New Research: Employee Ownership in the US Food System During COVID-19
The NCEO has just completed a large-scale project to examine whether and how employee ownership affected firms and workers in the U.S. food system during the COVID-19 pandemic.
Drawing on an industry-focused survey of food businesses with employee stock ownership plans (ESOPs) and a comparison group of non-ESOP food businesses, along with retirement plan filing data and qualitative interviews, we found that employee ownership was associated with substantial benefits for firms and workers during the height of COVID-19 across a variety of measures. We highlight key survey findings below. (See survey methodology at the end of this article.) We truly appreciate the participation of the survey respondents who make this research possible.
- ESOP food companies laid off fewer employees, with a median involuntary separation rate of 2% in 2020, compared to a 5% rate in non-ESOP food companies.
- ESOP food companies also had far fewer employees quit. ESOP food companies had a median quit rate of 6% in 2020, while non-ESOP food companies experienced a quit rate of 20%.
- ESOP food company respondents were far less likely to view employee retention as a challenge: Just 6% cited retention as a very large challenge, compared to 22% of non-ESOP food company respondents.

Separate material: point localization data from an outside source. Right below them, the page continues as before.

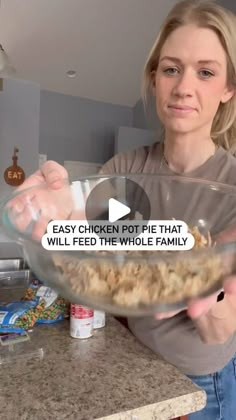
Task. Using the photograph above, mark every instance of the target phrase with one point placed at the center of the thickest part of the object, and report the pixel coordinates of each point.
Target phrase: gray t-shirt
(176, 339)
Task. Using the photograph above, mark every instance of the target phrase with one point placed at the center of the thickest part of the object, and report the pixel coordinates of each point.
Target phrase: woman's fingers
(54, 174)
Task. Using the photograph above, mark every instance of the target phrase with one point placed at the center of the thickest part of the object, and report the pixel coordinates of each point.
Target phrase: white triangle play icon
(117, 210)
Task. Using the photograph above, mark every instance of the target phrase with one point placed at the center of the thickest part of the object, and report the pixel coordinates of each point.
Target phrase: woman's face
(190, 81)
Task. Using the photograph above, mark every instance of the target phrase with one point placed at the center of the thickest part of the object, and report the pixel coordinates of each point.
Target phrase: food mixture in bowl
(145, 280)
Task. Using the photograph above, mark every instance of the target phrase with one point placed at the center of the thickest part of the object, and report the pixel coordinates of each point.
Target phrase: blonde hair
(206, 14)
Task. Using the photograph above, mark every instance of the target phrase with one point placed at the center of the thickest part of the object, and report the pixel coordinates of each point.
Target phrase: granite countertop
(109, 376)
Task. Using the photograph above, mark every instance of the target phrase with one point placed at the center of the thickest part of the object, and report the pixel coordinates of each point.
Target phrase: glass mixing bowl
(129, 283)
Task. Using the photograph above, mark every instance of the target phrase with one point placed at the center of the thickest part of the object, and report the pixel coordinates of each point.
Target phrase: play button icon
(114, 200)
(117, 210)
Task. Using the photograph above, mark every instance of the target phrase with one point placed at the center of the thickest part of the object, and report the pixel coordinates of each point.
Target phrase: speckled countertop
(109, 376)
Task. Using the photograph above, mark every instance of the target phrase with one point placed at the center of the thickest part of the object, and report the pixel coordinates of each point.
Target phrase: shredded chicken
(144, 281)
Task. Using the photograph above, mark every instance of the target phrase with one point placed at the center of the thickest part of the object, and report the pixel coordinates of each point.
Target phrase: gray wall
(73, 128)
(19, 126)
(230, 4)
(145, 117)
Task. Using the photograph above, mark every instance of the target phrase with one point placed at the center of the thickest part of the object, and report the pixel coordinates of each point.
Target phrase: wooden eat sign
(14, 175)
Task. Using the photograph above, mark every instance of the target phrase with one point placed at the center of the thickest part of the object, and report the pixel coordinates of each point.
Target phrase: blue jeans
(220, 388)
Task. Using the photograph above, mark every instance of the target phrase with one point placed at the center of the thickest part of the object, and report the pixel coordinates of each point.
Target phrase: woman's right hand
(50, 200)
(51, 172)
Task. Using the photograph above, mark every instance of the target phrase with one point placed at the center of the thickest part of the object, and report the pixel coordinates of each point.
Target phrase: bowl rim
(20, 237)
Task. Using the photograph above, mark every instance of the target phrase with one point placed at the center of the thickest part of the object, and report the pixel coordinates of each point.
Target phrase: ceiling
(105, 41)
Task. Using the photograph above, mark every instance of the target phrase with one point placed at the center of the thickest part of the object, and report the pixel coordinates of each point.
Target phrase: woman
(191, 71)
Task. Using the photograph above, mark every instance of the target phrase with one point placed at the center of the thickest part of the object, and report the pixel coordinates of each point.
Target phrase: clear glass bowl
(130, 283)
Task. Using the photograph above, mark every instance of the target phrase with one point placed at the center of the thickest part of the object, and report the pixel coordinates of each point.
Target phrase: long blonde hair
(206, 14)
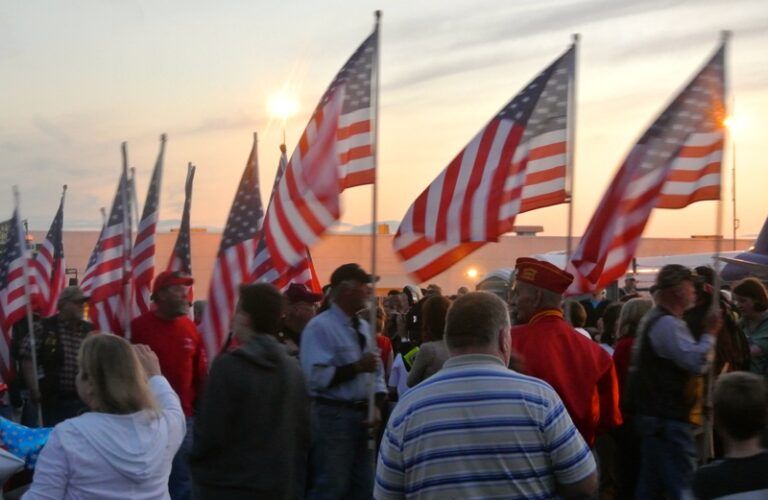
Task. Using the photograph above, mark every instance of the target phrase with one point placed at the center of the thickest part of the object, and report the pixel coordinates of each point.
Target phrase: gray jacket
(252, 428)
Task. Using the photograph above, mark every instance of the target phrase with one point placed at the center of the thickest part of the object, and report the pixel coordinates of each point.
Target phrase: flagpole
(732, 137)
(725, 37)
(714, 306)
(373, 315)
(134, 197)
(127, 230)
(570, 158)
(28, 296)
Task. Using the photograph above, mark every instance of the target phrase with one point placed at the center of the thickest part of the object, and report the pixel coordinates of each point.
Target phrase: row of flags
(518, 162)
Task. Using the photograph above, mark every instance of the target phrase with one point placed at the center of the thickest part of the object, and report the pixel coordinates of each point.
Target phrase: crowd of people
(521, 394)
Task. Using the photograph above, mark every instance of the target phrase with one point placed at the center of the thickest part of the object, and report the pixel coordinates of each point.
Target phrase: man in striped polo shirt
(479, 430)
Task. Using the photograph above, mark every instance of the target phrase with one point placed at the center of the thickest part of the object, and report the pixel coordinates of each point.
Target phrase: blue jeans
(667, 457)
(180, 481)
(341, 464)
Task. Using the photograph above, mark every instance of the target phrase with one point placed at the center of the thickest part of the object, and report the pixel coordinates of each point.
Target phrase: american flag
(303, 272)
(234, 262)
(676, 162)
(13, 297)
(143, 252)
(516, 163)
(106, 274)
(48, 267)
(181, 257)
(335, 151)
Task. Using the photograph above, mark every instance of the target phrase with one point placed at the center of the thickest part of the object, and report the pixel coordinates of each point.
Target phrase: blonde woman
(123, 447)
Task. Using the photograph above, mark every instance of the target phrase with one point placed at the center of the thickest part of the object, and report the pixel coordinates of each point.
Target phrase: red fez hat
(542, 274)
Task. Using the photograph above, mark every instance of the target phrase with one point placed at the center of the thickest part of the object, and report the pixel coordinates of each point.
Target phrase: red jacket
(579, 370)
(180, 351)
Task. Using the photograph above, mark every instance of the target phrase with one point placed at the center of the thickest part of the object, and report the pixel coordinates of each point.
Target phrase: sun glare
(283, 105)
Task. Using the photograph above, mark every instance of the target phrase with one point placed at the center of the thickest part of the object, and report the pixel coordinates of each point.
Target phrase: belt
(351, 405)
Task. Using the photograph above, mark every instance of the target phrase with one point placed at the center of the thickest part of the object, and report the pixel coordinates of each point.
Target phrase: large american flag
(676, 162)
(48, 267)
(105, 277)
(335, 151)
(13, 297)
(181, 257)
(516, 163)
(143, 252)
(303, 272)
(234, 262)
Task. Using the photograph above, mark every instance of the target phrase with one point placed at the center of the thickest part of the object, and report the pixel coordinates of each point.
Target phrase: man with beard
(664, 384)
(169, 332)
(579, 370)
(339, 363)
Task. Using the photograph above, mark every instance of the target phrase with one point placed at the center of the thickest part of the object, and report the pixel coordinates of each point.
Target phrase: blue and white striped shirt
(478, 429)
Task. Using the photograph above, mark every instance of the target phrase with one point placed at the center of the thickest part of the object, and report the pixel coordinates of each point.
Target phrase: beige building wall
(336, 249)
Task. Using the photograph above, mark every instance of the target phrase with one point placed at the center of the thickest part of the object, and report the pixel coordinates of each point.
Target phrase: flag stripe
(515, 163)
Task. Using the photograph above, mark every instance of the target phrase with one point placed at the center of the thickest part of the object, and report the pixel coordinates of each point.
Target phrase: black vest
(658, 387)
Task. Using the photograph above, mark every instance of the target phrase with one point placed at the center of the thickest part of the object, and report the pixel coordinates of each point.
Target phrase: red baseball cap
(542, 274)
(170, 278)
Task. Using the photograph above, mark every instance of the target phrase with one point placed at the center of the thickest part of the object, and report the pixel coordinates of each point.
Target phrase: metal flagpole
(28, 296)
(127, 230)
(732, 137)
(570, 154)
(725, 36)
(134, 198)
(373, 316)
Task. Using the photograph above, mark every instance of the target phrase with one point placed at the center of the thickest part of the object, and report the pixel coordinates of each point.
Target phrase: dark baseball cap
(351, 272)
(299, 293)
(73, 294)
(672, 275)
(170, 278)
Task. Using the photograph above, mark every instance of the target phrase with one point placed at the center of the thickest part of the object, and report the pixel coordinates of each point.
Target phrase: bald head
(528, 299)
(478, 322)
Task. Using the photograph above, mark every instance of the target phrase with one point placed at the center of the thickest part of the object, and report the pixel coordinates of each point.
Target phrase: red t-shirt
(180, 351)
(579, 370)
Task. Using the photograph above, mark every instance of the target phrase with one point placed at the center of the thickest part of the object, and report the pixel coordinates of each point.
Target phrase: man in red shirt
(169, 332)
(579, 370)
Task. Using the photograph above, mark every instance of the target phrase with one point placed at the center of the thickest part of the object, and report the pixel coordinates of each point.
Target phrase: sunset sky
(81, 76)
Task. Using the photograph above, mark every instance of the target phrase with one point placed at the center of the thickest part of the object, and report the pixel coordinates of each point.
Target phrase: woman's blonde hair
(117, 379)
(631, 314)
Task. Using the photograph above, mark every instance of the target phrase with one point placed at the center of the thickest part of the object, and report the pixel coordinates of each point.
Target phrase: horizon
(135, 70)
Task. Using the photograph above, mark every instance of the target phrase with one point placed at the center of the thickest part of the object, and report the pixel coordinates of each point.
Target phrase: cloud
(51, 130)
(475, 39)
(221, 123)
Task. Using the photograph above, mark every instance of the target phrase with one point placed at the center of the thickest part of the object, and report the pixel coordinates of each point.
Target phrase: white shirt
(105, 456)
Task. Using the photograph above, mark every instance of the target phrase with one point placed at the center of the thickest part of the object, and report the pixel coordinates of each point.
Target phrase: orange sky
(82, 76)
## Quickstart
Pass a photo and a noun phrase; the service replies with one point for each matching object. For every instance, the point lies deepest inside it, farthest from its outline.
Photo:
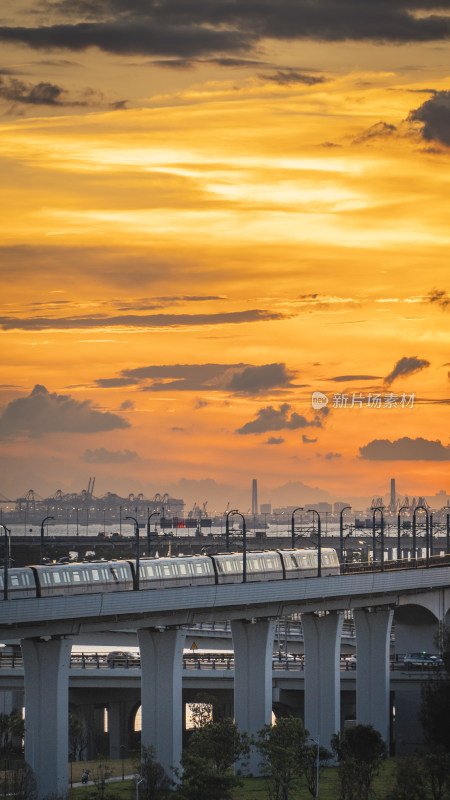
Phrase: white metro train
(165, 573)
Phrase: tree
(22, 783)
(360, 751)
(156, 783)
(207, 762)
(12, 727)
(313, 766)
(437, 769)
(410, 779)
(203, 711)
(78, 737)
(435, 712)
(100, 775)
(282, 747)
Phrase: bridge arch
(416, 625)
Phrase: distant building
(339, 506)
(254, 496)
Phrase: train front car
(81, 578)
(21, 583)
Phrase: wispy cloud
(277, 419)
(44, 412)
(406, 366)
(137, 321)
(405, 449)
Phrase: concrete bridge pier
(119, 713)
(161, 693)
(46, 680)
(322, 637)
(253, 647)
(373, 632)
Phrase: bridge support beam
(253, 648)
(373, 631)
(46, 679)
(322, 638)
(161, 693)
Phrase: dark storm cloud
(273, 419)
(380, 129)
(435, 116)
(133, 36)
(254, 380)
(440, 297)
(181, 29)
(238, 379)
(346, 378)
(42, 94)
(405, 449)
(135, 321)
(287, 77)
(103, 456)
(406, 366)
(46, 94)
(44, 412)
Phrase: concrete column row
(47, 663)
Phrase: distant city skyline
(218, 497)
(224, 247)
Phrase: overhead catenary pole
(299, 508)
(399, 533)
(41, 548)
(136, 576)
(341, 533)
(7, 534)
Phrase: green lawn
(251, 789)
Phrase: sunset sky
(211, 210)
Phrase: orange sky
(278, 213)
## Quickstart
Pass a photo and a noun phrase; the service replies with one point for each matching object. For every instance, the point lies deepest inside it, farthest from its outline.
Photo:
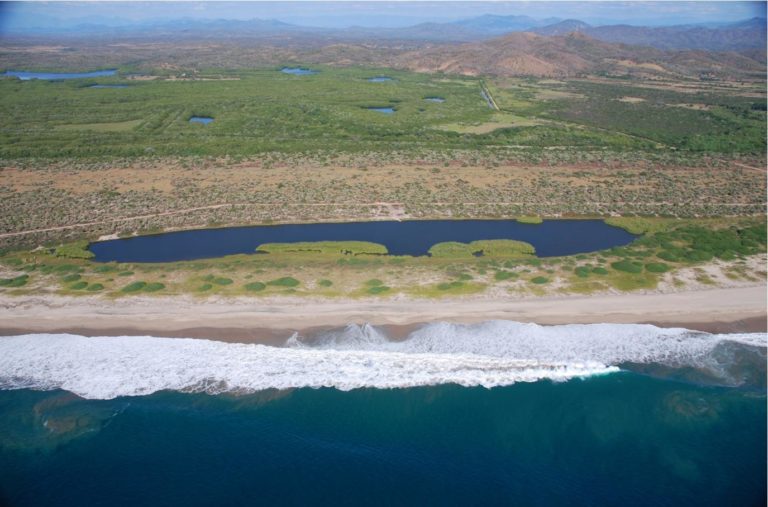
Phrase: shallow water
(551, 238)
(24, 76)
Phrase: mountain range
(745, 35)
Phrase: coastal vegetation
(674, 253)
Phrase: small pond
(205, 120)
(298, 71)
(383, 110)
(550, 238)
(25, 76)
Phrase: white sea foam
(489, 354)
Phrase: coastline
(251, 320)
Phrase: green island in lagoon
(502, 258)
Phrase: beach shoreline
(250, 320)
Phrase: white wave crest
(489, 354)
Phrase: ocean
(497, 413)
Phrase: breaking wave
(489, 354)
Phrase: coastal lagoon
(26, 76)
(550, 238)
(496, 413)
(205, 120)
(298, 71)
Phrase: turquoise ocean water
(682, 425)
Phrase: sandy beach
(741, 309)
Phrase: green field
(258, 111)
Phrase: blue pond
(108, 86)
(298, 71)
(205, 120)
(25, 76)
(383, 110)
(551, 238)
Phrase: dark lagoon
(25, 76)
(550, 238)
(108, 86)
(298, 71)
(205, 120)
(383, 110)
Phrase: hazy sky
(380, 13)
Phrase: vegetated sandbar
(270, 321)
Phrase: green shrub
(19, 281)
(286, 281)
(134, 287)
(504, 275)
(449, 285)
(582, 271)
(627, 266)
(76, 250)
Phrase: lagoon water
(108, 86)
(25, 76)
(683, 424)
(298, 71)
(205, 120)
(383, 110)
(551, 238)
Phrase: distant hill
(528, 54)
(748, 34)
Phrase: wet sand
(733, 310)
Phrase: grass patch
(627, 266)
(75, 250)
(657, 267)
(285, 281)
(255, 286)
(134, 287)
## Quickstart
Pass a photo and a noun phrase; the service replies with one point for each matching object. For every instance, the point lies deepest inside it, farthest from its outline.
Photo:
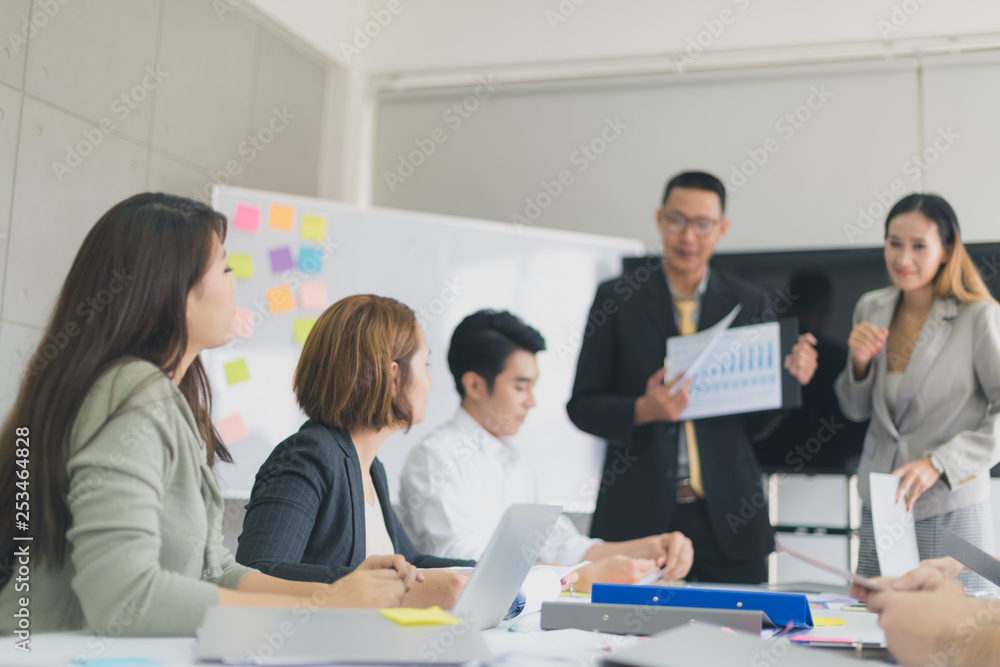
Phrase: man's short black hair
(483, 341)
(696, 180)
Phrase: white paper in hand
(895, 531)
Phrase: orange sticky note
(237, 371)
(243, 322)
(282, 217)
(232, 429)
(312, 295)
(314, 227)
(280, 299)
(302, 327)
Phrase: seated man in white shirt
(458, 482)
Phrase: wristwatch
(936, 462)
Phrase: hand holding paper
(658, 403)
(894, 527)
(917, 476)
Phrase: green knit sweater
(145, 550)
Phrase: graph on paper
(736, 370)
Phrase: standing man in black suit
(660, 475)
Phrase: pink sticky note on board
(312, 295)
(247, 218)
(232, 429)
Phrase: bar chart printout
(741, 372)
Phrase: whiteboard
(444, 268)
(801, 149)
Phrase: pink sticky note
(232, 429)
(312, 295)
(247, 218)
(243, 322)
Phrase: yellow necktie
(687, 327)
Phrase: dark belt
(685, 492)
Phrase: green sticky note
(236, 371)
(241, 265)
(302, 327)
(314, 227)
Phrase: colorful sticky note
(430, 616)
(281, 259)
(247, 218)
(232, 429)
(241, 265)
(282, 217)
(312, 295)
(821, 621)
(301, 328)
(243, 322)
(236, 371)
(817, 639)
(314, 227)
(310, 260)
(280, 299)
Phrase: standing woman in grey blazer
(924, 366)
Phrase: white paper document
(732, 370)
(895, 531)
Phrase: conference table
(520, 641)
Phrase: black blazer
(624, 343)
(306, 516)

Benefits and Retirement Security
ESOP food companies in the survey provided employees an advantage in terms of benefits and retirement security throughout the pandemic. Eighty-nine percent of ESOP food companies offered employer-paid health insurance, compared to 71% of non-ESOP food companies. Similarly, paid sick leave was found to be more common in ESOP food companies, with 86% offering sick leave compared to 69% in non-ESOP food companies. ESOP food companies are similarly more likely to offer a secondary 401(k) retirement plan than non-ESOP food companies are to offer any 401(k) plan.
|Which of the following benefits are offered at your company? (choose all that apply)||ESOPs||Non-ESOPs|
|Employer-paid health insurance||89%||71%|
|Paid sick leave||86%||69%|
|Tuition reimbursement for certain types of schooling||49%||31%|
The median ESOP balance calculated from all the reported medians is $30,000. In contrast, across all U.S. households, the median retirement savings is $0, and just over 50% of households have any retirement account.
ESOP company respondents feel more strongly positive about the performance of their workforce through the pandemic compared to the non-ESOP companies (56% vs. 47% rate workforce performance as excellent). ESOP company respondents were more likely to have seen an increase in revenue from 2019 to 2020 (53% versus 35%) and were more likely to say their company fared somewhat or much better than competitors during the pandemic (52% versus 45%).
To conduct the survey of food companies, we contracted with Braun Research, Inc. (BRI), a national survey research firm, to collect data from executives at ESOP food companies and a comparison group of non-ESOP food companies. The survey was conducted from November 2021 to March 2022 through the telephone and online. All eligible contacts were offered an incentive in the form of a charitable contribution. For the ESOP group, we provided BRI with the full list of 258 ESOP food companies. BRI contacted the entire list using a mixed-method approach including phone, online, and text message outreach. The survey received valid responses from 112 of these companies, or 43% of all ESOP food companies. For the comparison group, the polling firm used Dun and Bradstreet and other listings to contact food businesses with no ESOP, and received 222 valid responses. We weighted the non-ESOP comparison respondent group to match the ESOP respondent group on industry subgroup and size.